Sankalpa Is your heartfelt intention.
San= an idea that is formed in the heart
Kalpa= “Committed Intention”
In Yoga Nidra we work with Sankalpa (intention or resolution). We enter and close the Yoga Nidra practice with our sankalpa. This is considered the “seed” of growth in the area of your life that is calling for attention,
This may be in the realm of your state of health, relationship, career or spiritual practice. You welcome sankalpa into the foreground of your conscious mind, and from that place of intention where you are in the relaxed “being” state, this intention is embedded in the subconscious mind.
Neuroscience and mindfulness research have proven that the subconscious mind does not know the difference between what is true or not true- it just follows the orders of the conscious mind.
The ancient teachings of the Upanishads state “You are your deepest desire [sankalpa].“
We don’t hold Sankalpa as a future possibility, but instead plant the seed in a present tense statement as an existing reality. For example :
Instead of I hope to heal (quit smoking, find love, find work, etc) we would use the sankalpa I am whole, healed and healthy (I have everything I need- time, love, finances, etc.).
Other examples might be:
I am energetic.
I am the embodiment of inner peace.
I receive and accept help when I need it.
I am successful in all that I undertake.
I am financially free.
I am loving and loved.
Sankalpa’s are individual personal intentions. They change with life’s circumstances. We typically work with one sankalpa at a time for several months. When you first practice Yoga Nidra you may just want to work with the simple resolve of“I am at ease and open to insight”

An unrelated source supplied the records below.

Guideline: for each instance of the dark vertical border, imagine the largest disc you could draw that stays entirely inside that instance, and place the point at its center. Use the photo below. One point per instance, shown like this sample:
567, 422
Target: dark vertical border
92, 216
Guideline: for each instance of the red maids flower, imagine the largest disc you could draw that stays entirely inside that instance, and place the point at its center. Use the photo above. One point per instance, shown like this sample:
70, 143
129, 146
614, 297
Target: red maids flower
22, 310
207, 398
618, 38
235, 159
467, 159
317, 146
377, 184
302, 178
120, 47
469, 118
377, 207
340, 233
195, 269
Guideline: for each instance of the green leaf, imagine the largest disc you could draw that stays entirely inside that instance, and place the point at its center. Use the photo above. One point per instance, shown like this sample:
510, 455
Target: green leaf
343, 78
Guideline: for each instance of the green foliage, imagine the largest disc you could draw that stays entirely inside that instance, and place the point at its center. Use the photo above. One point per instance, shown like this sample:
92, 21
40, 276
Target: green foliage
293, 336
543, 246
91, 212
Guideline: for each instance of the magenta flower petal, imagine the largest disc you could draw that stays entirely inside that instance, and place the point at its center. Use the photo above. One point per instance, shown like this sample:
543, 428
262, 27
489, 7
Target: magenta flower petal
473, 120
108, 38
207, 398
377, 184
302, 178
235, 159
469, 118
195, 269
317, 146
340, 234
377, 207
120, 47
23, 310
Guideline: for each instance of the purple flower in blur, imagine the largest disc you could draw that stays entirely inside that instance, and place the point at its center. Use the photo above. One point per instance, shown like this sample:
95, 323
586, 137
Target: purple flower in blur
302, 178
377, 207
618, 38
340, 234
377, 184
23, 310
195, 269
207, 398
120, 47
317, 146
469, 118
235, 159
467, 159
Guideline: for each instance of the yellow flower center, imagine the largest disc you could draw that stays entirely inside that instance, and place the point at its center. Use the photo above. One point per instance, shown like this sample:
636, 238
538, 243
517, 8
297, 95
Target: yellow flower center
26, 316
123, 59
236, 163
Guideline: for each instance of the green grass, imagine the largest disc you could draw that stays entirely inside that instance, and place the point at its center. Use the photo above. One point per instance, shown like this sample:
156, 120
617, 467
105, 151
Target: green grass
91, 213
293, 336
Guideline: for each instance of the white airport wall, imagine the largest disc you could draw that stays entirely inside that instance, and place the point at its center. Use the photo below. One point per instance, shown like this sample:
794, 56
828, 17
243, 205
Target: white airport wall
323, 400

These are basic guidelines for developing a more personal focused sankalpa;
Be aware of the difference of Wants and Needs.
Wants are associated with things that are pleasant and are born from our conditioning or from our base impulses.
Needs are desires that are related to the intrinsic desires of the soul to fulfill it’s higher purpose. To the degree that you can access your soul and allow it to guide you, the less compelled you are to act on desires born from fear, old patterns, low self esteem and past hurts.
Drafting your sankalpa. Ask your self these questions:
What do I want to “feel” more of in my life. What circumstances could bring forth more of that feeling?
What do I want to achieve or become?
In what direction do I want to grow at this point in my life?
What would that growth feel or look like to me?
When drafting the sankalpa, here are some key points to keep in mind:
Focus on the result you are seeking, the attitude that will help you achieve it, or both. Ex. “I am confident and self assured. I bring the best of myself to every encounter and every opportunity at work”
Write it down! Growth begins on paper. it is a proven fact that solid heartfelt intentions are much more powerful when they start on paper. Out of your heart and head- and solidly written so you can see them.
Be specific. Write it so the change you want to achieve is with 6-18 months from now. This way you will be able to clearly know if you have achieved it. Ex. “The book is finished. I made my deadline. My editor could not be happier”
Believe you can achieve your sankalpa. It’s okay to have some degree of doubt, but for you to succeed, at least 51% (preferable more) of you needs to believe it is possible. Be realistic.
State your Sankalpa in the active, present tense. It’s important that your sankalpa statement reflects that you achieved your resolve- not that you hope to someday. Ex. Instead of “ I hope to one day to have healing for my headaches” stating“I am free of headaches”.
State your sankalpa in words you would actually say. Avoid getting overly poetic or dramatic. Simple, short, direct, believable.
Don't over think it. if after a few sessions, it does not resonate for you- rewrite it or create a short term sanklapa that will lead your towards your original. Your soul knows what it wants. Trust yourself.